I had a few people ask me about how I did all this stuff (including one guy who stood in front of me while I was playing, sorry I swore at you whoever you were but you couldn't have been more in the way!), and I'll probably try and write up a technical post at some point about it all. It's actually pretty simple under the hood - VDMX serves as the core display mixer, with a Cyril livecoding instance providing one layer of visuals and GifToSyphon providing the other channel, with some super simple hardware control in the form of a NanoKontrol2 and an iPad for OSC into Cyril (although I didn't use this part for uChip). There's also some specific things you can do in VDMX to make everything a bit crisper, but it's fairly straightforward - I promise I'll write it all up at some point, probably after I play Chipfest as I'll be refining it all a lot before then.

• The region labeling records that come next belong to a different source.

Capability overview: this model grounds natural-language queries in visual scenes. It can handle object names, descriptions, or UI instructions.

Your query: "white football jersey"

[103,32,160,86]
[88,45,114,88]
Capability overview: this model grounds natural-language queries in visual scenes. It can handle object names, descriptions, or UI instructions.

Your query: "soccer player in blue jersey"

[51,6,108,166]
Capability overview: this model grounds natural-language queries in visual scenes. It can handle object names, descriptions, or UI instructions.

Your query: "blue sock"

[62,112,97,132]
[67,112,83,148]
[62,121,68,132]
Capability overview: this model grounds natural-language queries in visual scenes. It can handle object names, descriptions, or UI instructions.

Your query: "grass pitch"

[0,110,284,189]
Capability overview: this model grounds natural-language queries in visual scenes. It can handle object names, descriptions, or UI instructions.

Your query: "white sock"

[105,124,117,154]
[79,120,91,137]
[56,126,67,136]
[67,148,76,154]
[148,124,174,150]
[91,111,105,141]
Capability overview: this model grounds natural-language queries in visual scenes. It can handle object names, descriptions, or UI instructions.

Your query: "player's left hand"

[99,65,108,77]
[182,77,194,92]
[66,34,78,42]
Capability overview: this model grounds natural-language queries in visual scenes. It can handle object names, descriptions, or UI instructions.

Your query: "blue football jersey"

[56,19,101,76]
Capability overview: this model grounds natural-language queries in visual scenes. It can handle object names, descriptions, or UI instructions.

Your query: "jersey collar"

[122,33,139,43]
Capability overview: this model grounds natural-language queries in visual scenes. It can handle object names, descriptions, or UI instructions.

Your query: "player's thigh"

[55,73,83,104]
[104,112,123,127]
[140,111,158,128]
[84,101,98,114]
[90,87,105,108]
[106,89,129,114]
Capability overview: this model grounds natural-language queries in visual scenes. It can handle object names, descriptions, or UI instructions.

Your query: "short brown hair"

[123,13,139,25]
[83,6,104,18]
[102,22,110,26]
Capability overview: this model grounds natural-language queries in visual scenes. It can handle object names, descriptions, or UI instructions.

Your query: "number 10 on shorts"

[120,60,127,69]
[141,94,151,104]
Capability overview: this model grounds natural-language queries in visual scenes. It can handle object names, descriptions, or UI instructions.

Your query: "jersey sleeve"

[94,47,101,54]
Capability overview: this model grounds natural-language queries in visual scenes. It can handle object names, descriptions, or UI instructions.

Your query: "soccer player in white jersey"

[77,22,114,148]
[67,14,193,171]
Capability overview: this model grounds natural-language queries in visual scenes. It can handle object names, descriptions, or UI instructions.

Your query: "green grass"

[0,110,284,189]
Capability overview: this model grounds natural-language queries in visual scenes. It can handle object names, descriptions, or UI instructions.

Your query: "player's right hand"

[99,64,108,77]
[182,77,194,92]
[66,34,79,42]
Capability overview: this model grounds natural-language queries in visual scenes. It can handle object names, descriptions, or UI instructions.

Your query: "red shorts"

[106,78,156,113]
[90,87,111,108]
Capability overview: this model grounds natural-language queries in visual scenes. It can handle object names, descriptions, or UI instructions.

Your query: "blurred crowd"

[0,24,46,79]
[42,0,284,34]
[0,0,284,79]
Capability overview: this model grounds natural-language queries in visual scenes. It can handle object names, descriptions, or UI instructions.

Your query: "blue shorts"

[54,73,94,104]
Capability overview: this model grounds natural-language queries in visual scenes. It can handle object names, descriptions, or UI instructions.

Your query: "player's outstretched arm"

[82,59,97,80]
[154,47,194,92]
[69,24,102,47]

So yep, lots of fun was had - it was also great to meet so many people and put some names to faces and all that stuff. I tweeted to this effect after the event, but it worth re-iterating that I've never been more consistently and warmly welcomed by a group of people than I have by the chiptune massive, I must say. I'm definitely not a super hardcore chiptune guy (although my work suits chip very well) - but everyone was really lovely and welcoming regardless. Big up, chiptuners! Never change.

Oh, and lessons learned? 1) don't try to over-prepare too much for artists, sponteneous is good and it's easier to stay flexible when plans change, and 2) don't get so smashed you forget you're doing visuals for someone else now. Derp.